Mi Mittwoch
29.
Apr April
Da ist kein Gerechter, auch nicht einer; da ist keiner, der verständig ist; da ist keiner, der Gott sucht.
Römer 3,10.11

Examen nicht bestanden

Gott hat den Menschen seit seiner Erschaffung immer wieder und auf verschiedene Weise auf die Probe gestellt. Das abschließende Urteil Gottes teilt uns der Apostel Paulus in diesen Versen mit.

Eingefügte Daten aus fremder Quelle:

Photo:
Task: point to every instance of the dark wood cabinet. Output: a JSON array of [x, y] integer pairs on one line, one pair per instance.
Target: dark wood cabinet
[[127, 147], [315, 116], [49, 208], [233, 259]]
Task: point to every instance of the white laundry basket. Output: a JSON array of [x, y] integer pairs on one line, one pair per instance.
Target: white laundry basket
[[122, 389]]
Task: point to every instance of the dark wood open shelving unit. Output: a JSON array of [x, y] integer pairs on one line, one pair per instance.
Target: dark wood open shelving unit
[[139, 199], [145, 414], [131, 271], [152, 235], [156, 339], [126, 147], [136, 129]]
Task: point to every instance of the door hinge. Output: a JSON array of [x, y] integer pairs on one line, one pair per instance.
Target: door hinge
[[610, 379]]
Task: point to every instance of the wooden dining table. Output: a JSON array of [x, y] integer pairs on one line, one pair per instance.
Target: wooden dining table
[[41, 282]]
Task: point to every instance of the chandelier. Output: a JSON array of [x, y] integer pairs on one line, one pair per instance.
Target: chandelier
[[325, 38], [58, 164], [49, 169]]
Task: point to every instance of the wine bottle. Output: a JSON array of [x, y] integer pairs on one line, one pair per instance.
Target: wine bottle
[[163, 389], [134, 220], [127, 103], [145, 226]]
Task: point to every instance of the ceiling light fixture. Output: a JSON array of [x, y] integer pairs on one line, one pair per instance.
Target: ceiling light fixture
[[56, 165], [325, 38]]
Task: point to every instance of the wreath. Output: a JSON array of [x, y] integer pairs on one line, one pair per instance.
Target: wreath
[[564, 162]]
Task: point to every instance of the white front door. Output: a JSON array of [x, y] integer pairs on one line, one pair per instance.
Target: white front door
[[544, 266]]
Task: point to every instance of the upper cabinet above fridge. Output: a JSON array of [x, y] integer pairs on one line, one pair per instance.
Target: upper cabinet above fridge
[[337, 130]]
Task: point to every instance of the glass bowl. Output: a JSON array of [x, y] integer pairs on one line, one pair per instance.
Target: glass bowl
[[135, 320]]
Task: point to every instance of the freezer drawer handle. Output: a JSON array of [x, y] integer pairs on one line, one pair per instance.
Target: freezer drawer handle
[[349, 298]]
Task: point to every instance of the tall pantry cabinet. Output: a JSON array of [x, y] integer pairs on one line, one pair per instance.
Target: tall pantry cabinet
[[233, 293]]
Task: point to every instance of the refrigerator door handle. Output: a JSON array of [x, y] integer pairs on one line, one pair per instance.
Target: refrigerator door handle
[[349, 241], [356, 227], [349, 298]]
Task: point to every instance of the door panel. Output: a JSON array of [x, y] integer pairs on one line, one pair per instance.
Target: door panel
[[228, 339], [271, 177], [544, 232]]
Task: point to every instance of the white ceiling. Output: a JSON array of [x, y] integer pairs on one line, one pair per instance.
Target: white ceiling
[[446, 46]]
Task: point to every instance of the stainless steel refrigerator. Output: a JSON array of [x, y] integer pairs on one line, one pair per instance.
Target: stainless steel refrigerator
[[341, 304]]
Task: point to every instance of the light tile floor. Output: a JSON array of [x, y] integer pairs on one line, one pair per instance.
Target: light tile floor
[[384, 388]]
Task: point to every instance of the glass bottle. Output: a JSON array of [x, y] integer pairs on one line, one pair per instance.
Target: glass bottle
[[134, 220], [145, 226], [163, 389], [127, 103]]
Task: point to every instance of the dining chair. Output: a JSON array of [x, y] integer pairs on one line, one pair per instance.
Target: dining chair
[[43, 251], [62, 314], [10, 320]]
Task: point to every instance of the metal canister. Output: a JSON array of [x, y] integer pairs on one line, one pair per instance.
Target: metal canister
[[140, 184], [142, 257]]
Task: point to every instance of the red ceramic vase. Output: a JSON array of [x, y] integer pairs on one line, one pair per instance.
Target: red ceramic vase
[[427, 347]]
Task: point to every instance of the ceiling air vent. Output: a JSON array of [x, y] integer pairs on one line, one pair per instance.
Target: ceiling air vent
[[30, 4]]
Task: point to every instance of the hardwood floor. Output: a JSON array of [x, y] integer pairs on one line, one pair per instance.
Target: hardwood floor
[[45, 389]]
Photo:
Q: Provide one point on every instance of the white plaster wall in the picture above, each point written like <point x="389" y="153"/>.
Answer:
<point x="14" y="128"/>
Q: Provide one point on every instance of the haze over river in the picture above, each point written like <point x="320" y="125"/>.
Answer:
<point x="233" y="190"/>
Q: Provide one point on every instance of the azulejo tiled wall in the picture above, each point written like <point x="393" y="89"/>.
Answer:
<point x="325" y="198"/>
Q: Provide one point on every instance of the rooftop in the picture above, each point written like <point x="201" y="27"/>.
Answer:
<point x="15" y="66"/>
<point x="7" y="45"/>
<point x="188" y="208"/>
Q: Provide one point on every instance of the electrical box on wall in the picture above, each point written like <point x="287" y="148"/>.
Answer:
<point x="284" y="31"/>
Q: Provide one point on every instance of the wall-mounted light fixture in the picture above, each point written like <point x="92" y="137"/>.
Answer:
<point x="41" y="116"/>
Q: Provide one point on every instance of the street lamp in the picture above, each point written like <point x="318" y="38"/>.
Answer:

„Da ist kein Gerechter, auch nicht einer.“ - Personen, die sich politisch und sozial engagieren, könnten sich hier besonders getroffen fühlen. Ihr Ziel ist Gerechtigkeit und jedem das Seine zu geben. Doch was geben sie Gott? „Du sollst den Herrn, deinen Gott, lieben mit deinem ganzen Herzen und mit deiner ganzen Seele und mit deiner ganzen Kraft“ (5. Mose 6,5). Wer Gott nicht den gebührenden ersten Platz gibt, begeht die größte aller denkbaren Ungerechtigkeiten!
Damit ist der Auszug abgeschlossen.